Getting to the Office… Would You Sit in Traffic or Cycle Instead?

Posted on 27 August, 2011 by MOVEHUT

Demand for cycling equipment in the last year has given the industry massive push. Bicycle sales in 2010 increased by 28 per cent when compared to 2009. This resulted in 3.7 million bicycles being sold that year which raised £51 million for manufacturers.

Last year the number of cyclists in the UK increased by one million bringing the total number to 13 million people. People spent £1.5 billion on bicycles and a further £850 million on accessories. The industry in now estimated to be worth around £2.9 billion per year.

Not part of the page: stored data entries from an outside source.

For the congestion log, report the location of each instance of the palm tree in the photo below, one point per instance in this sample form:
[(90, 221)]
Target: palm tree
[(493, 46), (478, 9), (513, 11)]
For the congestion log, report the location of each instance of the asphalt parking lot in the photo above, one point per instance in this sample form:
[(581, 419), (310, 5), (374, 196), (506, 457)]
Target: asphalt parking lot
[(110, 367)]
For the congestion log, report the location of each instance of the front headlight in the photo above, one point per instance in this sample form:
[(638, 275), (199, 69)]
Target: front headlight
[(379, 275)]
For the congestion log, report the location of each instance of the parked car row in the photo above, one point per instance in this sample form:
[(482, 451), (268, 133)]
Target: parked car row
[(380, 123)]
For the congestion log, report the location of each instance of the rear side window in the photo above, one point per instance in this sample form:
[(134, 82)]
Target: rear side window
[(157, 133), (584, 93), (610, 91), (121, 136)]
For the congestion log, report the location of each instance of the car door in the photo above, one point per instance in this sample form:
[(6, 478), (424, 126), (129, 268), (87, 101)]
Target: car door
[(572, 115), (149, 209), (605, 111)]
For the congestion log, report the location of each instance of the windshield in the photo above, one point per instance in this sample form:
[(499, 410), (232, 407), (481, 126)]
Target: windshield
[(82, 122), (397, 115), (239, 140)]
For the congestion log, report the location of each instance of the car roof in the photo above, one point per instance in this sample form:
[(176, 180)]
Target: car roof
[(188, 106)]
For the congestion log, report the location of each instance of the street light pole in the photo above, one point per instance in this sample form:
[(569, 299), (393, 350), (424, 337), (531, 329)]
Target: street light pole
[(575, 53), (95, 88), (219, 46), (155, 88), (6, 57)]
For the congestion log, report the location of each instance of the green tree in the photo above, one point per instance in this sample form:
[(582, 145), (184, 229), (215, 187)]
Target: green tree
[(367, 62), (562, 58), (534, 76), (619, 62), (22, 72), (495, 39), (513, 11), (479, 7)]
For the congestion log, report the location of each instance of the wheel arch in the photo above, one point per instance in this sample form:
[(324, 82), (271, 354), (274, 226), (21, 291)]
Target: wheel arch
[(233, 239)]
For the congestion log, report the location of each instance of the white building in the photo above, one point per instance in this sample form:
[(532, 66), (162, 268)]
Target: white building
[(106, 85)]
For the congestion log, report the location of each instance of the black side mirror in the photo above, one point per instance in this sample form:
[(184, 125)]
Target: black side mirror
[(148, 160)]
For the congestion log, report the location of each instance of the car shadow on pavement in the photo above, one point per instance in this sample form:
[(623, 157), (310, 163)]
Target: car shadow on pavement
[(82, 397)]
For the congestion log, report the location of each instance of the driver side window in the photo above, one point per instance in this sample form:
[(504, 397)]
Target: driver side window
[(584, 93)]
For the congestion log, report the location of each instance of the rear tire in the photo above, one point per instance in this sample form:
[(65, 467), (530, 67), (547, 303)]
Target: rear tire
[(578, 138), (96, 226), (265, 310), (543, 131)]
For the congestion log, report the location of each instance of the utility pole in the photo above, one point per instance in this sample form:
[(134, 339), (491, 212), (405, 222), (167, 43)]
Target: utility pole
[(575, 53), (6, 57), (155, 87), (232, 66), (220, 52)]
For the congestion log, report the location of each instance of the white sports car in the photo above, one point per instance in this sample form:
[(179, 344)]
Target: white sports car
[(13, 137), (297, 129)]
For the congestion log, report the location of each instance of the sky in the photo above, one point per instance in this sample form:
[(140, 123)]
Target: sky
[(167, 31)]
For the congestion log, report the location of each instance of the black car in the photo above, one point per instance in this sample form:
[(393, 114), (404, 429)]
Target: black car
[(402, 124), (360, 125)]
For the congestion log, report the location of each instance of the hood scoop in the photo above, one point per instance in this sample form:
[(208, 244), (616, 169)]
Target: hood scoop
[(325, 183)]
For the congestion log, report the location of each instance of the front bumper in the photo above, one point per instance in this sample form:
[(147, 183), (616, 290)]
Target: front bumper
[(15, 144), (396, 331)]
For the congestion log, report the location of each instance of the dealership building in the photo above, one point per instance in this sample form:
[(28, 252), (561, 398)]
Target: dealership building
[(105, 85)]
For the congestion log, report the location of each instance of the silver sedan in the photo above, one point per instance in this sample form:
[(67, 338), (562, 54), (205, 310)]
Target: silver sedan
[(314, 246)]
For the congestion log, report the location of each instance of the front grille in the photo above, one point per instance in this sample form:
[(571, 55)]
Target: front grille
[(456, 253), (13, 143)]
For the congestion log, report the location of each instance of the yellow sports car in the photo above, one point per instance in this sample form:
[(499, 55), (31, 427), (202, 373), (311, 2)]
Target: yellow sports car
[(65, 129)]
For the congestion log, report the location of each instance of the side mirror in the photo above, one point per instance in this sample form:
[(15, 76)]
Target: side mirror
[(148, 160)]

23,000 people now work in the industry, which contributes approximately £600 million to the economy in tax and wages each year. With the increase in sales, many more commercial properties are being turned into bike shops to keep up with the demand.

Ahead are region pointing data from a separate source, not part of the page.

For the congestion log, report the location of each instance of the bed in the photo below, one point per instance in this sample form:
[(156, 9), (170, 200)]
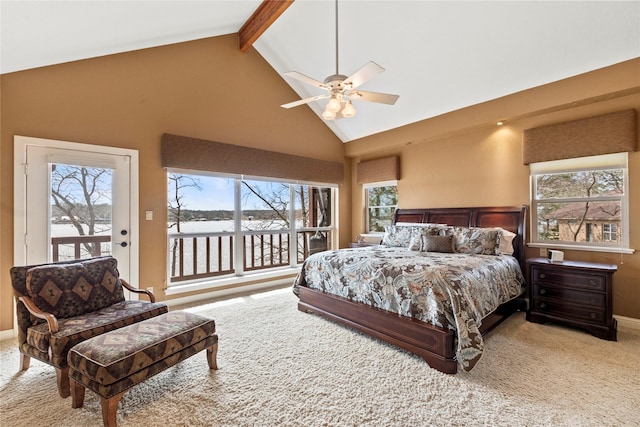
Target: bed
[(433, 304)]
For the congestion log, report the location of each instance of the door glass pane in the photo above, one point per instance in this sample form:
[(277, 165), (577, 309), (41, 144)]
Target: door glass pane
[(81, 212)]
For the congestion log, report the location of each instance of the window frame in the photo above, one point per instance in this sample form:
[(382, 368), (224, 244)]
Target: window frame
[(365, 193), (582, 164), (239, 275)]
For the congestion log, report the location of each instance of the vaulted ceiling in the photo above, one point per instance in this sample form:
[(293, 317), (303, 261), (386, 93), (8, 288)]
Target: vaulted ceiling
[(439, 56)]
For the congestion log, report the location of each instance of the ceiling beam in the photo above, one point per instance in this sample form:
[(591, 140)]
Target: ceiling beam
[(265, 15)]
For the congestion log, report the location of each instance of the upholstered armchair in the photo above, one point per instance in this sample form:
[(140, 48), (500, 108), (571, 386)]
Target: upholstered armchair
[(58, 305)]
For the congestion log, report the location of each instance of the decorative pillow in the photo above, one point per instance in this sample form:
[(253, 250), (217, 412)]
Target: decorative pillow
[(416, 243), (436, 243), (68, 290), (506, 242), (395, 236), (473, 240), (398, 235)]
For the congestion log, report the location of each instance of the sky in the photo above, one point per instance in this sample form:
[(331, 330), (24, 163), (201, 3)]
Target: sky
[(218, 194)]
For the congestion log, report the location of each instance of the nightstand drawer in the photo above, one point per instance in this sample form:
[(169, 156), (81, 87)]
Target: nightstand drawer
[(569, 311), (570, 295), (592, 282)]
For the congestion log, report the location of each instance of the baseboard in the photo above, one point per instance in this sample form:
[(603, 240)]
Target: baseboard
[(6, 335), (627, 322), (227, 292)]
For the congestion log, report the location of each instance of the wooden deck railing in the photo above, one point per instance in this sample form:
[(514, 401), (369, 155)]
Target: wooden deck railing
[(79, 246), (195, 256), (201, 255)]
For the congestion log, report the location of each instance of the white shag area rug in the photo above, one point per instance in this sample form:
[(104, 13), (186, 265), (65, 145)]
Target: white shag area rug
[(282, 367)]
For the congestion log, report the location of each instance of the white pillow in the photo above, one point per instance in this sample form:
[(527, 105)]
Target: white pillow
[(506, 242)]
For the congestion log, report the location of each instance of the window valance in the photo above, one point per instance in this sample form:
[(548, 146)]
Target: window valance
[(183, 152), (604, 134), (379, 170)]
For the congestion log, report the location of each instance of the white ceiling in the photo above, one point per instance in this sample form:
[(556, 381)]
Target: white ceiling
[(439, 56)]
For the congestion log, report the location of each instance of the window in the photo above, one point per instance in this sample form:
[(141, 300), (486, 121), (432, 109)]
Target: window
[(581, 203), (610, 233), (381, 202), (227, 226)]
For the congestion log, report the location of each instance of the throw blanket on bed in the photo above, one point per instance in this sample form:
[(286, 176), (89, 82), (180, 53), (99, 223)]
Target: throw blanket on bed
[(450, 290)]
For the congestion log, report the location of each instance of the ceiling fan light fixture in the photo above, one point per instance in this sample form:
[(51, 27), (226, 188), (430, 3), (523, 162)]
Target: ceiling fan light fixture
[(348, 110), (333, 104), (328, 114)]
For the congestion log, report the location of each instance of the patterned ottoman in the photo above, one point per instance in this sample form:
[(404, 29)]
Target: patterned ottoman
[(112, 363)]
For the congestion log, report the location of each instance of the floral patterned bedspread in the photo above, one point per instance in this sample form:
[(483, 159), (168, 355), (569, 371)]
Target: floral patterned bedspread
[(451, 290)]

There are also incentives to get people to cycle to their office instead of adding to the congestion, such as the ‘cycle to work’ scheme. The scheme could give you up to 52 per cent off the cost of a new bike and the payments can be spread over a year, which are interest free. The scheme works by allowing employees a tax immunity on Income Tax, National Insurance and VAT.

The London School of Economics (LSE) produced a report on the cycle industry which said, “Rising fuel costs, improved cycle networks, concern for the environment, and the pull of the Olympics are all possible factors for the increase in popularity for cycling.” The report also showed that cyclists take on average 1.3 per cent less sick days than non-cyclists. Although this is only a small percentage, it could potentially save companies £128 million from absenteeism, which could save £2 billion over the next decade. Stewart Kellett from British Cycling agreed with the findings by saying, “This report is further evidence that when more people get involved in cycling there are measurable benefits to the individual, their family, their employer, the environment and the economy as whole.”